Sadly, it looks like he will be, and that grim realization seemed to go through the bench when Turano was helped off the ice. You could almost hear everyone on the Harvard bench say to one another, “Wow, man. This isn’t good. Kenny is so tough. He doesn’t just go down like that.”
So, they responded the way you’d expect them to, especially when considering six seniors on the ice Friday night live with him in Jordan (another member of the blocking group, Blair Barlow, was a healthy scratch).
Kolarik, who began the night skating on a line with Turano and junior Brendan Bernakevitch, finished with a goal and three assists. Packard scored two goals.
“Knowing the severity of the injury, it definitely gave us some extra motivation,” Packard said. “It’s really unfortunate, especially when he worked so hard this summer, and had a great training camp and pre-season here.”
“Kenny would’ve wanted us to keep fighting and get the ‘W’ for him,” Kolarik said.
That’s Kenny Turano’s nature, and that’s why all his teammates and buddies were so broken up Friday night.
While Harvard’s 12 NHL draft picks impressed pro scouts with their size, their skating or their shot, Turano’s greatest skill has always been difficult to quantify. But if players were judged on the great intangible statistic of effort per shift, he might be an All-American.

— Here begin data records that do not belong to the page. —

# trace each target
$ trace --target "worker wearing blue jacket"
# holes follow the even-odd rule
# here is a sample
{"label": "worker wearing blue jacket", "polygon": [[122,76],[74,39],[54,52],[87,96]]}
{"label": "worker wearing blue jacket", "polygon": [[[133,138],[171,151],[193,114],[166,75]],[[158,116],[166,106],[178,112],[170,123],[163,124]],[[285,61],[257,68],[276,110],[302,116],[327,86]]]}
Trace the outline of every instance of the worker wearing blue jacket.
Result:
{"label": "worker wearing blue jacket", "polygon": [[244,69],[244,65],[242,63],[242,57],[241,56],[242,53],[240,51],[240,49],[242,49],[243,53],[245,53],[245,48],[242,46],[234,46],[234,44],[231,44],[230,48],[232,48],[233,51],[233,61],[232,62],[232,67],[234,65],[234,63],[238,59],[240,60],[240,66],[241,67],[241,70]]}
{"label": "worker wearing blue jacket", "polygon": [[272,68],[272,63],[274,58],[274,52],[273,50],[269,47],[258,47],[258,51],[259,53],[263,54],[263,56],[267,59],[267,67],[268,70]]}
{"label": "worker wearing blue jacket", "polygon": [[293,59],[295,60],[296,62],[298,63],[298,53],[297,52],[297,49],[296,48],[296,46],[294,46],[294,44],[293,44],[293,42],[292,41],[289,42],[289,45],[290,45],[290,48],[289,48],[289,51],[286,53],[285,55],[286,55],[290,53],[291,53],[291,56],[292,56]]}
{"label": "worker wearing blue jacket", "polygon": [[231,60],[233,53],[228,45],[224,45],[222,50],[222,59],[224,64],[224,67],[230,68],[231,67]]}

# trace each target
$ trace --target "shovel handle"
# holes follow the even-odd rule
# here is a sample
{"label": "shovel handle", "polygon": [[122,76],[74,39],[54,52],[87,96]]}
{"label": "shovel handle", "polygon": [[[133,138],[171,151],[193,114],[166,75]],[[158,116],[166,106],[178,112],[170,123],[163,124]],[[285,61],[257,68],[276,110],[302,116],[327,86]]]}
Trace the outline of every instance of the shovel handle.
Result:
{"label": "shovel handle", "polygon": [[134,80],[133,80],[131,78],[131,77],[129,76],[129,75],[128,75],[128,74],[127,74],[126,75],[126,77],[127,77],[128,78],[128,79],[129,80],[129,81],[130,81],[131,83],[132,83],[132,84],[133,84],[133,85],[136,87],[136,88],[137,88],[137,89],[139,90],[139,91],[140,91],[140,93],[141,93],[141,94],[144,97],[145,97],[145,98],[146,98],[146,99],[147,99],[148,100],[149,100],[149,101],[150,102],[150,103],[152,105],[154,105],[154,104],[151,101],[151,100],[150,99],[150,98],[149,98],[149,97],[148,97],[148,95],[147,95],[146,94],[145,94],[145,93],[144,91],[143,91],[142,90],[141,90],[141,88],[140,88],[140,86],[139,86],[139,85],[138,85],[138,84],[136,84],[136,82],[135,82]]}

He just plain works. Hard. All the time.
But in a game where players are often judged—fairly or unfairly—based on the number of goals they score, Turano’s name always fell behind the Kolariks and Cavanaghs of Harvard’s team.
So maybe for the rest of the season, Harvard should be judged by its performance in Turano’s area of expertise. You know, work. Effort per shift. We’ll call it the Turano Quotient, TQ for short.